Eli Tyre comments on My AI Model Delta Compared To Christiano

Eli Tyre 18 Jun 2024 2:31 UTC
4 points
0
Under my models, if I pick one of these objects at random and do a deep dive researching that object, it will usually turn out to be bad in ways which were either nonobvious or nonsalient to me, but unambiguously make my life worse and would unambiguously have been worth-to-me the cost to make better.
Crucially, this is true only because you’re relatively smart for a human: smarter than many of the engineers that designed those objects, and smarter than most or all of the committee-of-engineers that designed those objects. You can come up with better solutions then they did, if you have a similar level of context.
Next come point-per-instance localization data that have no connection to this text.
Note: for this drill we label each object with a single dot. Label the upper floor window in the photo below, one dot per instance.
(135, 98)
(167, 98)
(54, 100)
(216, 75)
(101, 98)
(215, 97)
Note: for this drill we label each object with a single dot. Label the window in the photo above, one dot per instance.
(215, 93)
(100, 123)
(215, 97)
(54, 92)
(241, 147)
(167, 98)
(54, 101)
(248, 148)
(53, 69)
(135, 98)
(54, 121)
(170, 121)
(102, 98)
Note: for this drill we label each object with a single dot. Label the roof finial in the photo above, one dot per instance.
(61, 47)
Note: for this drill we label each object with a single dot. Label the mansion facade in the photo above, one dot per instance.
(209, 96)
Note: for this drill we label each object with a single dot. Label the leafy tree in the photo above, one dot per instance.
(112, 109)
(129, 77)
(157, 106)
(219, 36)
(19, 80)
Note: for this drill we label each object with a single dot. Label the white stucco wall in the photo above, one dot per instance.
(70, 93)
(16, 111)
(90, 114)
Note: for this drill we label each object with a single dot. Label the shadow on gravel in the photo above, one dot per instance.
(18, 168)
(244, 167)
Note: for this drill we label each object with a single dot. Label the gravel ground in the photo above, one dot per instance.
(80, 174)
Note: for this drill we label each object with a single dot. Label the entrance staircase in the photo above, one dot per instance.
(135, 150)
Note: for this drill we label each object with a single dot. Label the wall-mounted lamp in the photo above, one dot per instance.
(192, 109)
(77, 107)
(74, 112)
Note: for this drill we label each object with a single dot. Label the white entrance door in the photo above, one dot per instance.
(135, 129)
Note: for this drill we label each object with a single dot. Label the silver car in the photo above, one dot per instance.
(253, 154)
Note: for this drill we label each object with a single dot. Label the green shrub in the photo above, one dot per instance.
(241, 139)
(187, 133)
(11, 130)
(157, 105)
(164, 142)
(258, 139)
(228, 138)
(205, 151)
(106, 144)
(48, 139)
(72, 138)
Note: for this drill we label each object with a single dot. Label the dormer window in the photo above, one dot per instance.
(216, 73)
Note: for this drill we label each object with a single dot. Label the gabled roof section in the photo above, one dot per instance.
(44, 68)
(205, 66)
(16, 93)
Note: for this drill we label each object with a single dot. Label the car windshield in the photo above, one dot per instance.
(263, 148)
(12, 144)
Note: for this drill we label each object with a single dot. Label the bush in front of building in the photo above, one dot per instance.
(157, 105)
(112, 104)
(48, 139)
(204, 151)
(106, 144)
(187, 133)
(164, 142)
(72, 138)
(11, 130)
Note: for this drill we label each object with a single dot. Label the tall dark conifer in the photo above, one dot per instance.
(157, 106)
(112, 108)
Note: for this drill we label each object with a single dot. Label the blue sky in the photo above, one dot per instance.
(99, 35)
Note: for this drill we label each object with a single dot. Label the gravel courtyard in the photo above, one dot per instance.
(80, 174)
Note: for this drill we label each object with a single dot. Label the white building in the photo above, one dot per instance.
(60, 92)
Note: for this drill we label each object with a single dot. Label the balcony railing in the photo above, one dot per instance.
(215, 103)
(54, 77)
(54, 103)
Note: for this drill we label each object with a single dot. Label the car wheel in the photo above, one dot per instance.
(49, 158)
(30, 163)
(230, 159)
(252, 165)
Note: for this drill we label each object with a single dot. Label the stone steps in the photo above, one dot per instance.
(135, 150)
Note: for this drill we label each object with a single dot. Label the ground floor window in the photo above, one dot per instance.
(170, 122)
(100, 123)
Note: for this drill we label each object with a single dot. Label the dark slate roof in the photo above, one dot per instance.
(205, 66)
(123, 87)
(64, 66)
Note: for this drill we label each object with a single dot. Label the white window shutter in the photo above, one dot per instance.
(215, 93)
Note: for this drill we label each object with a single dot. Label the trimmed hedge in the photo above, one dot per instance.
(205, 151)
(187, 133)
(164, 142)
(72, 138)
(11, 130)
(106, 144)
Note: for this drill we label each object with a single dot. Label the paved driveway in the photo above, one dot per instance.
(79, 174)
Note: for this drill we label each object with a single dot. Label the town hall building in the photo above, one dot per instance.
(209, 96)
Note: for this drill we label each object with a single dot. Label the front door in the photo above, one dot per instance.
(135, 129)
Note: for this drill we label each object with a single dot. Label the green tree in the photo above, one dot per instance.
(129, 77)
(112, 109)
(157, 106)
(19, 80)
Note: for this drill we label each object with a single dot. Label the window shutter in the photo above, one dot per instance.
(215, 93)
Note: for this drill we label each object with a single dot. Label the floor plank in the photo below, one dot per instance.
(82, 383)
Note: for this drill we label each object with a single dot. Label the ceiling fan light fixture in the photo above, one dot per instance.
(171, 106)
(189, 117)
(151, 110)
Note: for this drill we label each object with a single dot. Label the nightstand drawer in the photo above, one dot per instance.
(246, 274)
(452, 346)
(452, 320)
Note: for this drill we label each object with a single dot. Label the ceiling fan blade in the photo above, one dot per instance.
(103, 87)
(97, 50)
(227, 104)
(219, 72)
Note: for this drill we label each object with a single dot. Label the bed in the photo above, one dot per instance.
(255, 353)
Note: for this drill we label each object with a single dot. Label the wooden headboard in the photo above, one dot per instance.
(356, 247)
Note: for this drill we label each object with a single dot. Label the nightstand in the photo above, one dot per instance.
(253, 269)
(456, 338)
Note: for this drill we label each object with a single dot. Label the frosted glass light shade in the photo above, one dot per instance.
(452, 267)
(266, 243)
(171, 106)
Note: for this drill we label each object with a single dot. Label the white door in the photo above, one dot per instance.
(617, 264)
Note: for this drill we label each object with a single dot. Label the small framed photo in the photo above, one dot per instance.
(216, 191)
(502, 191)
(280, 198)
But that’s not true of most humans. Most humans, if they did a deep dive into those objects wouldn’t notice the many places where there is substantial room for improvement. Just like most humans don’t spontaneously recognized blatant-to-me incentive problems in government design (and virtually every human institution), and just as I often wouldn’t be able to tell that a software solution was horrendously badly architected, at least without learning learning a bunch of software engineering in addition to doing a deep dive into this particular program.
- philh 29 Jun 2024 23:08 UTC
  4 points
  0
  Parent
  Note that to the extent this is true, it suggests verification is even harder than John thinks.
  - ryan_greenblatt 30 Jun 2024 19:38 UTC
    2 points
    0
    Parent
    Hmm, not exactly. Our verification ability only needs to be sufficiently good relative to the AIs.
- johnswentworth 19 Jun 2024 1:49 UTC
  4 points
  2
  Parent
  Ehh, yes and no. I maybe buy that a median human doing a deep dive into a random object wouldn’t notice the many places where there is substantial room for improvement; hanging around with rationalists does make it easy to forget just how low the median-human bar is.
  But I would guess that a median engineer is plenty smart enough to see the places where there is substantial room for improvement, at least within their specialty. Indeed, I would guess that the engineers designing these products often knew perfectly well that they were making tradeoffs which a fully-informed customer wouldn’t make. The problem, I expect, is mostly organizational dysfunction (e.g. the committee of engineers is dumber than one engineer, and if there are any nontechnical managers involved then the collective intelligence nosedives real fast), and economic selection pressure.
  For instance, I know plenty of software engineers who work at the big tech companies. The large majority of them (in my experience) know perfectly well that their software is a trash fire, and will tell you as much, and will happily expound in great detail the organizational structure and incentives which lead to the ongoing trash fire.